Questo metodo permette una cottura uniforme e molto accurata, preservando sapore, succhi e consistenza degli alimenti.
Come funziona
- L’alimento viene inserito in un sacchetto alimentare e sigillato sottovuoto.
- Il sacchetto viene immerso in un bagno d’acqua a temperatura costante.
- La cottura avviene a temperature relativamente basse ma per tempi prolungati (da circa 1 a 48 ore, a seconda dell’alimento).
- Spesso la preparazione si conclude con una rapida rosolatura per creare la crosticina.
Principio chiave
La temperatura utilizzata è inferiore rispetto ai metodi tradizionali, ma estremamente precisa.

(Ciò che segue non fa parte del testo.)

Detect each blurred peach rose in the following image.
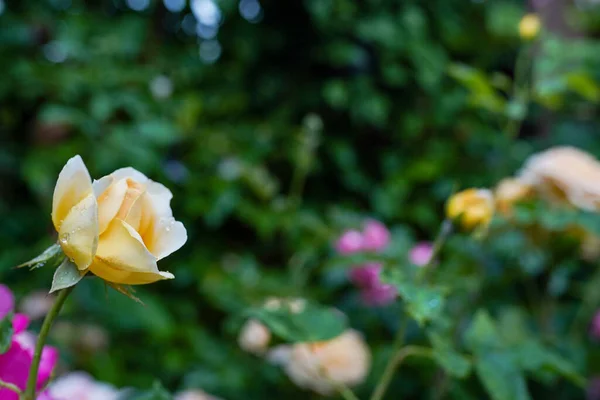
[519,147,600,211]
[52,156,187,285]
[270,330,371,395]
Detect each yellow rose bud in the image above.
[519,13,542,40]
[494,178,533,214]
[52,156,187,285]
[238,319,271,355]
[446,189,494,230]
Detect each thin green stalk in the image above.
[421,219,452,281]
[21,286,74,400]
[371,346,433,400]
[371,314,408,400]
[0,380,21,394]
[505,46,531,139]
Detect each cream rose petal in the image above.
[110,167,149,183]
[90,259,175,285]
[144,217,187,260]
[96,219,159,274]
[94,178,127,234]
[52,155,92,231]
[58,193,98,270]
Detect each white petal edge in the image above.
[52,155,92,231]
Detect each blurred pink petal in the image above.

L’alimento non supera mai la temperatura impostata, quindi il rischio di stracuocere è molto ridotto (se si rispettano tempi e procedure).
Esempi di temperature
- Bistecca media cottura: 56–58 °C
- Petto di pollo: 60–65 °C
- Uova: 63–65 °C
Alimenti ideali
- Carni rosse, per ottenere una cottura uniforme.
- Carni bianche, come il pollo, che risultano molto succose.
- Pesce delicato.
- Uova.
- Verdure, generalmente cotte a temperature più alte rispetto alle carni.
Vantaggi
- Cottura estremamente precisa.
- Consistenza tenera e uniforme.
- Minima perdita di succhi e nutrienti.
- Aromi più intensi, perché gli ingredienti restano sigillati nel sacchetto.
Svantaggi
- Tempi di preparazione lunghi.
- Necessita di attrezzature specifiche.
- Non crea crosticina senza un passaggio finale ad alta temperatura.
Strumenti utilizzati
- Roner (circolatore a immersione) per mantenere l’acqua alla temperatura desiderata.
- Macchina per il sottovuoto.
- Sacchetti alimentari resistenti al calore.
Passaggio finale (opzionale ma consigliato)
Dopo la cottura sous-vide, l’alimento può essere rosolato rapidamente per migliorare il sapore e la consistenza.
- 30–60 secondi per lato in padella molto calda, oppure
- passaggio sotto grill o fiamma viva.
Questo passaggio attiva la reazione di Maillard, responsabile della crosticina dorata e degli aromi intensi.